Mitigation, in other words, must seem lucrative on a case-by-case, rather than a collective, basis. Apparently it does, to some extent. Venture capitalists risked $1.6 billion on clean energy technologies in 2005, according Environmental Entrepreneurs, a group of business professionals who promote enterprise that is both economically and environmentally sound. That figure represents a 43 percent increase over 2004 and ranks the clean technology industry sixth among venture capital recipients. In addition, some of the world’s largest multi-national corporations cut emissions by up to 70 percent in 2004 for individual savings in the hundreds of millions of dollars, according to a report by The Climate Group, a non-profit that pushes for business and governmental response to climate change. To quote Duncan: “Business seems to be buzzing with green activity.”

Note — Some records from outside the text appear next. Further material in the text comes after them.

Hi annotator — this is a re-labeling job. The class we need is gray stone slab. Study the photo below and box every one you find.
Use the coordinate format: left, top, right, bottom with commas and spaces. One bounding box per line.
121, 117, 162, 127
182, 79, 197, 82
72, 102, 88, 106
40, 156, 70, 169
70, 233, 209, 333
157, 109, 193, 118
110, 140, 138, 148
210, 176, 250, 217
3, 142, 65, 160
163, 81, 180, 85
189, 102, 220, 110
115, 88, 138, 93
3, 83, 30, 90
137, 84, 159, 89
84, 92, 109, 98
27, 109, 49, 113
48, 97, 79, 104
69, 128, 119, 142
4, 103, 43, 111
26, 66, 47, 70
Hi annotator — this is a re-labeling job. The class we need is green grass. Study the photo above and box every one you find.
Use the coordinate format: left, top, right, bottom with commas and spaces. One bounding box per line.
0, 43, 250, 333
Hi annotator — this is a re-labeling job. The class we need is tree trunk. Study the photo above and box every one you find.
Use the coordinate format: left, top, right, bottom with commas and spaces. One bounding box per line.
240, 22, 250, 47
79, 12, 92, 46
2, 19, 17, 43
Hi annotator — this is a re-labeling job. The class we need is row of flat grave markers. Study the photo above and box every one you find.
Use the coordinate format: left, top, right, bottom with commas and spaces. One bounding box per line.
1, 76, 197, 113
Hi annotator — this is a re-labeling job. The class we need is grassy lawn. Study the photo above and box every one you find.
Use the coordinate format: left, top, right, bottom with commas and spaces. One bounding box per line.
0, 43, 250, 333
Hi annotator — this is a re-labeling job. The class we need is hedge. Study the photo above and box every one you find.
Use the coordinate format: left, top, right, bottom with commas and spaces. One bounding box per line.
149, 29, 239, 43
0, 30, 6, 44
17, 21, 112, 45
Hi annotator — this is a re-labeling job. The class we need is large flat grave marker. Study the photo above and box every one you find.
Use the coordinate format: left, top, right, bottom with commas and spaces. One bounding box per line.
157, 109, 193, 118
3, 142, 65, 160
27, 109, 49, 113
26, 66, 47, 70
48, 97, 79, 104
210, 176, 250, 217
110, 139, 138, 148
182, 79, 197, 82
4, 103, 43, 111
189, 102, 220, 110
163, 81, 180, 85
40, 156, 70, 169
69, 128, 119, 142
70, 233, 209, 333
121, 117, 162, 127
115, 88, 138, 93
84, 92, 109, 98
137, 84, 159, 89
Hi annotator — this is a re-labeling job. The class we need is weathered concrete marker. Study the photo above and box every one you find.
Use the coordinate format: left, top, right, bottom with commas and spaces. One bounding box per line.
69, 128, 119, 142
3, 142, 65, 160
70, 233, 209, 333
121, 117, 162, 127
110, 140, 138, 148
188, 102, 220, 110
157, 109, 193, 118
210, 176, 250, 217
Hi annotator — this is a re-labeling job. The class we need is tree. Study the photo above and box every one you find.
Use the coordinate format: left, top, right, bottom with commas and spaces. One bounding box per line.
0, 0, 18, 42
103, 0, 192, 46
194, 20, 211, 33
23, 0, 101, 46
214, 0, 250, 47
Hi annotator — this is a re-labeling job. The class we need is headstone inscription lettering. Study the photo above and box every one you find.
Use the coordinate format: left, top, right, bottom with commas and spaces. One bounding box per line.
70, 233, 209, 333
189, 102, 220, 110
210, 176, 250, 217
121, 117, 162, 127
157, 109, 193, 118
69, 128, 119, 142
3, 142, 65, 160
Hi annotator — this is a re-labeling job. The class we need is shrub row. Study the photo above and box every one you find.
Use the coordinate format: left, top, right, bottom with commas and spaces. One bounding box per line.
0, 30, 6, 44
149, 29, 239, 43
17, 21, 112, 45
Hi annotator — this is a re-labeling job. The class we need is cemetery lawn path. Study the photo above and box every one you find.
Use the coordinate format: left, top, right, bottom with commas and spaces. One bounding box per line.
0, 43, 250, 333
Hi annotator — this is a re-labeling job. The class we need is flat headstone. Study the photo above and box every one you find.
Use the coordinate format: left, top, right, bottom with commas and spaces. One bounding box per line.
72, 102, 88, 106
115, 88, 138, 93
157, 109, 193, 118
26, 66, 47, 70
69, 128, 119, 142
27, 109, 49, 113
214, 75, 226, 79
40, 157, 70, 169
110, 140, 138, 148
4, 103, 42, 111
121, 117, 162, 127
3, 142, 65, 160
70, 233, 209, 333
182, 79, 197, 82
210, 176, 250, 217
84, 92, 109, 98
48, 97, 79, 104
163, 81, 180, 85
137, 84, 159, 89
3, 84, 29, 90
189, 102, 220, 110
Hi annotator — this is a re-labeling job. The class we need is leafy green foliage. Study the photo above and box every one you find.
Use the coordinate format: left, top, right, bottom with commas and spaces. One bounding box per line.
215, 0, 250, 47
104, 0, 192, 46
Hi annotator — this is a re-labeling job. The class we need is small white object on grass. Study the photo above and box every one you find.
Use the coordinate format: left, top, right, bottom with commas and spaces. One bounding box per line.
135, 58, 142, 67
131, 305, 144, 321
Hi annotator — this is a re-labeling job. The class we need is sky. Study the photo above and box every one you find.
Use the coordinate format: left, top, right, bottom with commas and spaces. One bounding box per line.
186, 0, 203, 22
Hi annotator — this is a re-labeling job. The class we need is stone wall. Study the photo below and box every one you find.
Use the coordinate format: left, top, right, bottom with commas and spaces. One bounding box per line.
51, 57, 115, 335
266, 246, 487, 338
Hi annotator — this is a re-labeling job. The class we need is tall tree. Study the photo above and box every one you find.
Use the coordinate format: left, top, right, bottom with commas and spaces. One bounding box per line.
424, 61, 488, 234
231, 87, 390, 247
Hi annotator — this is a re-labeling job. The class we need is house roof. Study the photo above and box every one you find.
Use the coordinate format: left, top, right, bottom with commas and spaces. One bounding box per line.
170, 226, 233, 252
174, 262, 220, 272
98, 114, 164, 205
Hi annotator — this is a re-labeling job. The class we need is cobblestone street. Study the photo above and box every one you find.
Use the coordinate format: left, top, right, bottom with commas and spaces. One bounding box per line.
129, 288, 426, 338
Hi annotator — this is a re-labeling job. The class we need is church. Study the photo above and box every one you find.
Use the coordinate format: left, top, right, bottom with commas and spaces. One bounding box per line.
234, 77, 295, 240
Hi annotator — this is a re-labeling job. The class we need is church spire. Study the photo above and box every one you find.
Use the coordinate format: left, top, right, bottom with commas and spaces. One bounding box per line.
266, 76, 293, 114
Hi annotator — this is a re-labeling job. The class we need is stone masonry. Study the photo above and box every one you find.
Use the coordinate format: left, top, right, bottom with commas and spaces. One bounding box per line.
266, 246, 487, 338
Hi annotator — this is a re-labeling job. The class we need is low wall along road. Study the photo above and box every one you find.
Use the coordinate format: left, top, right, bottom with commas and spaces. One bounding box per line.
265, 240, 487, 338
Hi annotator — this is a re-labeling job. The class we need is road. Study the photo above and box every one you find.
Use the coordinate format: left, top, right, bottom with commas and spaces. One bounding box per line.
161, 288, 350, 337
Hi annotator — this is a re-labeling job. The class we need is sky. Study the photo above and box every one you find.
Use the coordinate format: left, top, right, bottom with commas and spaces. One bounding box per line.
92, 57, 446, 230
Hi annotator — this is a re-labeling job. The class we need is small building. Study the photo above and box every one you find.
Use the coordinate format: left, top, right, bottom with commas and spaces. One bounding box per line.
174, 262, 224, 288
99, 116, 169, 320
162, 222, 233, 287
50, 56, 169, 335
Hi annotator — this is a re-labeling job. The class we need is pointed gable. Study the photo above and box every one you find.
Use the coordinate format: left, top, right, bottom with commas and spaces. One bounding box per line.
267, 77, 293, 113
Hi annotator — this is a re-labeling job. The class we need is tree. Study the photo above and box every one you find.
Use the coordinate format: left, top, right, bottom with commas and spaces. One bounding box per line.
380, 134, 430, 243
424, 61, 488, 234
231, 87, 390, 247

Indeed, a special section titled Small Business, published by The New York Times on Sept. 12, saw fit to include two articles on earth-friendly start-ups. In one, the challenge is clear: green businesses struggle “because they must operate under constraints that less idealistic enterprises can ignore,” writes Jonathan D. Glater. In the other, the opportunity is clear: “So far, commercial demand has outpaced supply” for biodiesel fuel, writes Susan Moran. The stories’ combined message might be summed up in The Economist’s concluding headline, “Where to start: Technological and economic solutions to climate change are available. The problem is politics.”
Again, we must give Duncan credit for not mincing her words: “America is the key.” Her report attributes most of the drive for green business to government. If companies believe that the government will regulate and legislate so as to make emissions reductions and investments in green technology worthwhile, business will act accordingly. Kyoto led to a strong carbon market in the European Union. Though flawed by many accounts, this market created profit incentives that made reductions palatable to business. In April, six of eight major energy companies testifying before the United States Senate said they would accept a similar system. But so far, Congress has balked at mandatory regulation.
If America is the key, according to Duncan, it must lead by example. She recommends subsidizing early-stage R&D of green technologies to bring down prices, and instituting a carbon tax (or a cap-and-trade system, as exists in the E.U.). If America leads, Duncan reasons, the developing world (most importantly China and India) will follow.
But the future of mitigating climate change remains as uncertain as the science itself. Will businesses continue to take the initiative on emissions reductions and green technology or will government step-up and lead the charge? Duncan puts the question directly to George W. Bush: if Kyoto has become anathema to American ears, why not start fresh? Call it the “Crawford Convention,” she writes, referring to the ranch where the American president ostensibly enjoys the pristine beauty of nature.
At least The Economist is doing something about its footprints, however. In a small footnote, the editors claim:
“This survey, which generated about 118 tonnes of carbon dioxide from flights, car journeys, paper production, printing and distribution, has been carbon-neutralised through the carbon Neutral Company. The cost was £590; the money was spent capturing methane from an American mine.”